Die Treppe nach oben schien endlos, der inzwischen vertraute Geruch nach Jasmin hing schwer in der Luft. Amandas Zimmer war gleich das erste auf dem Flur. Ein Todesermittler schoss Fotos. Das laute Klicken des Auslösers war ein für Tatorte typisches Geräusch, aber heute kam es Taylor laut und aufdringlich vor.
Xander Norwood lag auf dem Rücken auf dem Boden. Er war nackt. Amanda Vanderwood war ebenfalls nackt, sie lag halb auf dem Bett, die Arme hingen über den Rand. Taylor fiel auf, dass Amandas Zeigefinger Xanders Handfläche berührte. Es wirkte, als hätte sie es geschafft, mit letzter Kraft halb aus dem Bett zu kriechen, und Xander hatte seine Hand nach ihr ausgestreckt, damit sie sich in den letzten Minuten ihres schwindenden jungen Lebens noch einmal berühren konnten. Immerwährende Liebe.
Zum ersten Mal seit vielen Jahren verspürte Taylor an einem Tatort eine leichte Übelkeit.
Wäre Baldwins Berührung nicht auch das, was sie als Letztes in ihrem Leben spüren wollte? Würde sein Gesicht nicht das letzte Bild sein, dass sie sehen wollte, seine Lippen, die sie berührten, seine Worte, die ihre Ohren füllten? Mit dem, den man liebte, gemeinsam zu sterben war die höchste Gnade.

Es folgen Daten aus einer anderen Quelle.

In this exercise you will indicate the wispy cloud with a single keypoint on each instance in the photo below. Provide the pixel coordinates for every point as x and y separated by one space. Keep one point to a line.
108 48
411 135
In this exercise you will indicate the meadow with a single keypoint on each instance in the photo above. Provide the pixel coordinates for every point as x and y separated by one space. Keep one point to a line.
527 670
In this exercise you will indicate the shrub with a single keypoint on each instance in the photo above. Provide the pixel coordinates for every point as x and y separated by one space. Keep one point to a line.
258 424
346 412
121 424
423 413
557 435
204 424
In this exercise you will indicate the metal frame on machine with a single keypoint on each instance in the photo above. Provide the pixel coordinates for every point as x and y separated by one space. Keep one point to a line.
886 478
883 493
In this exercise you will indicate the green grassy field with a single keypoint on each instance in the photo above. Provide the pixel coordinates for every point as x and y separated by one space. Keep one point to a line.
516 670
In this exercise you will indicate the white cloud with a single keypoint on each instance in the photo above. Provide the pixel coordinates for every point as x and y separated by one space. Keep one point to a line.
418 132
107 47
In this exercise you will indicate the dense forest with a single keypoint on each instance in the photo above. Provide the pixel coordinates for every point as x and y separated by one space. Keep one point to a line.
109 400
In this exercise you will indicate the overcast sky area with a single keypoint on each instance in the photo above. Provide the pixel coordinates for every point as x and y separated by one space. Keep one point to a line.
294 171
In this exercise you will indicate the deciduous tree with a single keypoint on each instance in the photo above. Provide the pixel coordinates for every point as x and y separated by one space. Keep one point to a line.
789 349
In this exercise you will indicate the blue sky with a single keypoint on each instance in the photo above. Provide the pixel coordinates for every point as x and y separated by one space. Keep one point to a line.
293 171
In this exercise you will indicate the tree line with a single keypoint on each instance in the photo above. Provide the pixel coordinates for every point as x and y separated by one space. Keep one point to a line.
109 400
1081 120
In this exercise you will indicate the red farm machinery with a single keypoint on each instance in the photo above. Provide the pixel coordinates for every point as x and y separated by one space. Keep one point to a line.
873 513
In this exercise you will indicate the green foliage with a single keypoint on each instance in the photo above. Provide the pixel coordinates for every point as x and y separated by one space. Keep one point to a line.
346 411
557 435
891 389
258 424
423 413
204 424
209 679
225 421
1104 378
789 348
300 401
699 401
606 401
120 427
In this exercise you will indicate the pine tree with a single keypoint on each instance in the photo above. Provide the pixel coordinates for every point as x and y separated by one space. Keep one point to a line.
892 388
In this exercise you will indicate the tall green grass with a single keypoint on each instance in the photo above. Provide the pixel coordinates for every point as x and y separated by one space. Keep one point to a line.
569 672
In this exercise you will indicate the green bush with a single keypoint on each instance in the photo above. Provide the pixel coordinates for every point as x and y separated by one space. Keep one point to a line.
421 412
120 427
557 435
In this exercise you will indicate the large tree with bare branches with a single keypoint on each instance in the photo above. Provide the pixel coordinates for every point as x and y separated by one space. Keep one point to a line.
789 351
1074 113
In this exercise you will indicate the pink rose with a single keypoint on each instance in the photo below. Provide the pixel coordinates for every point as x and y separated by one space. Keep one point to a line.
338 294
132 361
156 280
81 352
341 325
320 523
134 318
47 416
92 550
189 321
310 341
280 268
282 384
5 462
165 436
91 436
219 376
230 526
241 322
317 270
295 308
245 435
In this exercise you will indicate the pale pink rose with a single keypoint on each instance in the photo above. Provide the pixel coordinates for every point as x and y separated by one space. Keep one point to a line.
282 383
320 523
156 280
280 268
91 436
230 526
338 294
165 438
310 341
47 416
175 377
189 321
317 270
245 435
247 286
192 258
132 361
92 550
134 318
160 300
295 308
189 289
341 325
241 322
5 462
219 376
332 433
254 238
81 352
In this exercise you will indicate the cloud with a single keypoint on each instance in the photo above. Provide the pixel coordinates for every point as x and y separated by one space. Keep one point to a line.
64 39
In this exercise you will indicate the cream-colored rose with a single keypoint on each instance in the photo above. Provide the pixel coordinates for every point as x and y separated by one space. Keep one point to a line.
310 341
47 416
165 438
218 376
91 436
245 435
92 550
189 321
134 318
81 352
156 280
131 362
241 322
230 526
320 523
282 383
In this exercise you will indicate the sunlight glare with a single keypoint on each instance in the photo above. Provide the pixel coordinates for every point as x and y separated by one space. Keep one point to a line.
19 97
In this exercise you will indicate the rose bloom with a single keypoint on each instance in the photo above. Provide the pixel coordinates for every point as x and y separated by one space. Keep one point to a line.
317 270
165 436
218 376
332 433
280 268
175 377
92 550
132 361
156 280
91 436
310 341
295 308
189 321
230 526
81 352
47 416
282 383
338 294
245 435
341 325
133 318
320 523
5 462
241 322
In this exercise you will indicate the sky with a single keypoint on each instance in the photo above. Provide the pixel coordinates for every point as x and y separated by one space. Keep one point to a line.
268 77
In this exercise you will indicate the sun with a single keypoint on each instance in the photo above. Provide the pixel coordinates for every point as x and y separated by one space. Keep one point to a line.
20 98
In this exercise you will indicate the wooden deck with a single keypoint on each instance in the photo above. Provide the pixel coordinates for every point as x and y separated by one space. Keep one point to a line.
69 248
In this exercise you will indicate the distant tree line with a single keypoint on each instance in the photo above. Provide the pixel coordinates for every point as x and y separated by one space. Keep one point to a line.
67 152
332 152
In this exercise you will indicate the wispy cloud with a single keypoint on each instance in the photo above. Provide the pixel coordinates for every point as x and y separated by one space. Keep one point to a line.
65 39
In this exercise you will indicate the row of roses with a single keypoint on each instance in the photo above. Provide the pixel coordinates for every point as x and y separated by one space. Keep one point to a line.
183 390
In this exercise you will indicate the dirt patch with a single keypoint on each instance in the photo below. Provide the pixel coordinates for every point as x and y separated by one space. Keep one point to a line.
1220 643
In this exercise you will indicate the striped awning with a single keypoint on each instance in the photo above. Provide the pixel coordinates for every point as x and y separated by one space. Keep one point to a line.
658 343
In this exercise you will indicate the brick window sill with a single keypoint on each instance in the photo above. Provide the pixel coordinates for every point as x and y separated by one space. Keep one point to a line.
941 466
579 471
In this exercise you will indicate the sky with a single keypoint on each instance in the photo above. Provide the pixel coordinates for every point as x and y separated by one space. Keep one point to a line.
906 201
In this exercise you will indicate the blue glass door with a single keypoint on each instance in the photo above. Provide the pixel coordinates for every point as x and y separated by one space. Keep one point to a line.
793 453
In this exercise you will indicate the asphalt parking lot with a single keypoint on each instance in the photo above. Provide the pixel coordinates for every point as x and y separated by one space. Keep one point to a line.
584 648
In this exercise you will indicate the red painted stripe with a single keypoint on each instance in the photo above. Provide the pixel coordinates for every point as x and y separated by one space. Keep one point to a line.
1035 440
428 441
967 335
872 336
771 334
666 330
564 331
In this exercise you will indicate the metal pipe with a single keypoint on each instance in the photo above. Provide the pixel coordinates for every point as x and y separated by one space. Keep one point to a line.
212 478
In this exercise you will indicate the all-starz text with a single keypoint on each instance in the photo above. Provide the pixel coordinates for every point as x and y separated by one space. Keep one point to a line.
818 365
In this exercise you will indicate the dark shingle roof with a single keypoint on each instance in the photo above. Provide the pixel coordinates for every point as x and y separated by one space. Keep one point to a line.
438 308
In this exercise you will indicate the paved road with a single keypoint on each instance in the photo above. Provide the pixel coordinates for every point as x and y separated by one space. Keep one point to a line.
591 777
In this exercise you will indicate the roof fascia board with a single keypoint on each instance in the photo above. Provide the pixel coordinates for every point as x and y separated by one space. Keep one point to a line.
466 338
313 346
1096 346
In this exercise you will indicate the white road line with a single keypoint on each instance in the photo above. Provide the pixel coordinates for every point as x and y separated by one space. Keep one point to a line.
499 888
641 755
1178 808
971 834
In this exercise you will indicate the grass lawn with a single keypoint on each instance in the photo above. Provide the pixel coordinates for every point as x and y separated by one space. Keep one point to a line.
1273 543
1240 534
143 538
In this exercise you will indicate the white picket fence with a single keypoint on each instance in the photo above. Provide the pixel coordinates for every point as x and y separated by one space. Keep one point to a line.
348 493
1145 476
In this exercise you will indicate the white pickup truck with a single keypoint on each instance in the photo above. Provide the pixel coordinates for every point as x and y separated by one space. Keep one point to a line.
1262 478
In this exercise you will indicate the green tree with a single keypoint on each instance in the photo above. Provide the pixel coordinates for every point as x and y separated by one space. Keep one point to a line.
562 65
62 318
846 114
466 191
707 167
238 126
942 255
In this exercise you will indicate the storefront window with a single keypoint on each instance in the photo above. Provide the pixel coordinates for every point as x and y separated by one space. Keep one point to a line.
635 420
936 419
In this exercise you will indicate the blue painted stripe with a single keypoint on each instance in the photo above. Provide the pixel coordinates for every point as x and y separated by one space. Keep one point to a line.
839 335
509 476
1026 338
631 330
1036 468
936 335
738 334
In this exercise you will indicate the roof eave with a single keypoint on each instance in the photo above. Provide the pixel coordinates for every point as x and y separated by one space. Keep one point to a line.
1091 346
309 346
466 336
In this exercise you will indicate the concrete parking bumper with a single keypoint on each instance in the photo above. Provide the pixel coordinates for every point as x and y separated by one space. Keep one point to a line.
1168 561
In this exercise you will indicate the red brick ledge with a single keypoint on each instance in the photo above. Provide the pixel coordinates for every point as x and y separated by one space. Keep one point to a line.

Taylor schob die romantischen Gedanken beiseite und zwang sich, die Szene klinisch und rational zu betrachten. Die Leichenstarre setzte ein. Die Lippen waren blau gefärbt, die Körper wiesen die gleichen Pentakel auf wie bei den anderen. Xander trug ein nicht ganz abgerolltes Kondom, dessen Verpackung neben dem Nachttisch auf dem Boden lag. Hatten sie gerade davor gestanden, Sex zu haben, waren sie mitten dabei gewesen oder gerade fertig, als der Killer zuschlug? Sie nahm an, dass es egal war. Es gab keine Verteidigungswunden, keine sichtbare Unordnung im Zimmer. Es wirkte, als wären sie in diesen unbequemen Haltungen einfach eingeschlafen und nicht wieder aufgewacht. Abgesehen von dem großen, hervorstechenden Stern, der ihnen in die Haut geritzt worden war.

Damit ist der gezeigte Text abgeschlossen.